My research focuses on theoretical models primarily related to cosmological galaxy evolution, star formation, and the interstellar medium (ISM). I principally develop and utilize large scale numerical simulations to simulate the interplay between small scale star formation, ISM physics, and global galaxy evolution. Layered on top of this, I spend a good bit of time thinking about how photons traverse the dusty and molecular ISM, and how to quantitatively connect models of star formation and galaxy evolution with cutting-edge observations across the electromagnetic spectrum.

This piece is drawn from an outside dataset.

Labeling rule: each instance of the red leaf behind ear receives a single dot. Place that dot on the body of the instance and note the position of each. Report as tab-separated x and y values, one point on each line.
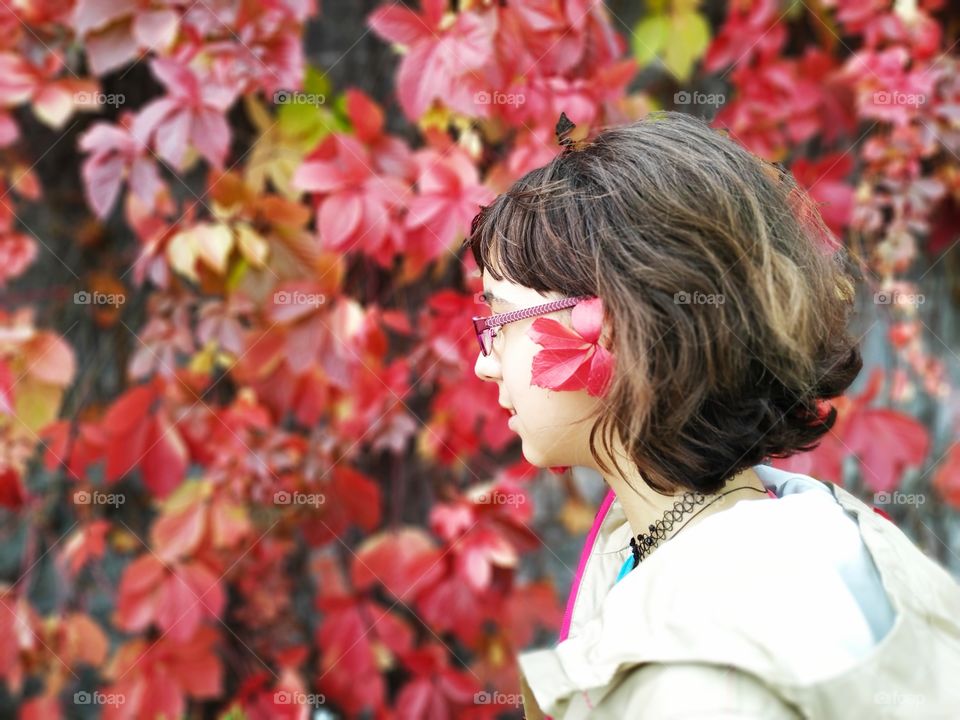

Multiscale Galaxy Evolution

I work on an array of topics related to the cosmological evolution of galaxies at high-redshift, with a particular eye toward their star formation and ISM properties. Much of the work that I’ve been involved in in recent years relates to understanding the origin and evolution of active galaxies, and dusty starbursts being discovered in the early Universe. I’ve also done a bit of work on trying to understand stellar and AGN feedback, galactic superwinds, and high-redshift quasar formation. This work has involved both constrained idealized galaxy evolution simulations, as well as cosmological hydrodynamic zoom models of galaxy formation.

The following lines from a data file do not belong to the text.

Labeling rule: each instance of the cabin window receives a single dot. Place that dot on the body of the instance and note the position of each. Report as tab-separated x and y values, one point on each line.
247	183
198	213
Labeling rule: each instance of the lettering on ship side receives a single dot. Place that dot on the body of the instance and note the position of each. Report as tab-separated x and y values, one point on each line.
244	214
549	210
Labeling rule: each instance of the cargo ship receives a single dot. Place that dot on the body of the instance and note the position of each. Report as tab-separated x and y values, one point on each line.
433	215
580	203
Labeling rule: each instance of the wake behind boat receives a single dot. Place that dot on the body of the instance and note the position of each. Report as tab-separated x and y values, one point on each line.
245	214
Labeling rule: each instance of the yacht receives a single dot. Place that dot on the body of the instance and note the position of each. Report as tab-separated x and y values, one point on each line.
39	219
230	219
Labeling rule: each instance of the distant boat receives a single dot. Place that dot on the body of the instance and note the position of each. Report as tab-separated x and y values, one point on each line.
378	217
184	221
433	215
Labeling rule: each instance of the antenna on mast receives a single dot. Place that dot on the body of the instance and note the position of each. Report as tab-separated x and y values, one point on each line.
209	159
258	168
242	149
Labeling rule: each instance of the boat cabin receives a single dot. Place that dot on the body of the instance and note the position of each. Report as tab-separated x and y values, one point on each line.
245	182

The Physics of the Interstellar Medium and Star Formation

I’m involved in a wide range of projects related to star formation, giant molecular clouds and the lifecycle of the interstellar medium. These involve investigations into the structure of giant clouds in quiescent and starburst environments, origin of observed scaling relationships, and the role of feedback from massive stars in the ISM. I do this utilizing a wide range of simulation methods – these range from extremely high-resolution hydrodynamic ~parsec-scale simulations of Milky Way like galaxies and starbursts, to detailed postprocessing calculations to determine the thermodynamics of star-forming gas, to 3D dust and molecular line radiative transfer calculations to determine the observable properties of the modeled systems. Most recently, my attention has been focused on the origin of the stellar IMF, the CO-H2 conversion factor in galaxies, the origin of the thermal structure of the ISM, and the origin of observed star formation scaling relations.

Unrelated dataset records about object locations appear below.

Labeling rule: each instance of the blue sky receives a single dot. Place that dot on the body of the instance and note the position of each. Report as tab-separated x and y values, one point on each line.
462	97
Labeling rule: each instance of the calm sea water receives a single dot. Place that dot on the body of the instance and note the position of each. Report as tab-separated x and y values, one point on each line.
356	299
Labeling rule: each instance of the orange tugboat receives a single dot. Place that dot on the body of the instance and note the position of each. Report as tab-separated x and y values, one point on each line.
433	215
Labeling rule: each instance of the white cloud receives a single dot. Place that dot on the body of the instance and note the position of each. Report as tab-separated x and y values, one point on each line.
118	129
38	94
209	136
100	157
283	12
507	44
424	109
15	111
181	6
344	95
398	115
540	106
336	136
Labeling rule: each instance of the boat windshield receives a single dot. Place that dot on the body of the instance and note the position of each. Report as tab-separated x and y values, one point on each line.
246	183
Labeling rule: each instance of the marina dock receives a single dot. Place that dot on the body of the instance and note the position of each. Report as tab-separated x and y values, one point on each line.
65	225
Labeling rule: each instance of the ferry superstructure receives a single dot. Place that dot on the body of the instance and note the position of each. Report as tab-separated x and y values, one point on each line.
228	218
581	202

Simulation Code Development

I develop large scale radiative transfer packages for hydrodynamic simulations. In particular, I have developed:

  • Turtlebeach – the first 3D non local thermodynamic equilibrium molecular line radiative transfer code for galaxy scales. This C code is a Monte Carlo code that considers full statistical equilibrium, as well as a handling of subresolution ISM structure in the line transfer. These codes are described in papers (in the publications list) from 2006-2009. The guts of Turtlebeach are being taken apart and put back together in Powderday for public use.
  • Powderday – a publicly available dust radiative transfer package for galaxy simulations. In collaboration with Matt Turk, Tom Robitaille and Bobby Thompson, we’re developing a package that merges galaxy simulations under a variety of frameworks with FSPS stellar population synthesis models and Hyperion dust transfer that, as an end product, will provide a mechanism for extracting a full SED (and images) from nearly any galaxy evolution simulation made with a publicly available code.See codes page for more details.

DAWN: The Cosmic Dawn Centre

I’m an associate, and member of the founding team of the recently formed Cosmic DAWN Centre. DAWN is currently hosted by the Neils Bohr Institute in Copenhagen. Our merry band of observers and theorists are dedicated to using telescopes across the electromagnetic spectrum in combination with a wide range of theoretical methods to understand the formation of the Universe's first galaxies, stars and black holes. Our centre, led by Dr. Sune Toft, plays host to visitors, a number of international conferences every year, and has a variety of postdoctoral and graduate positions available.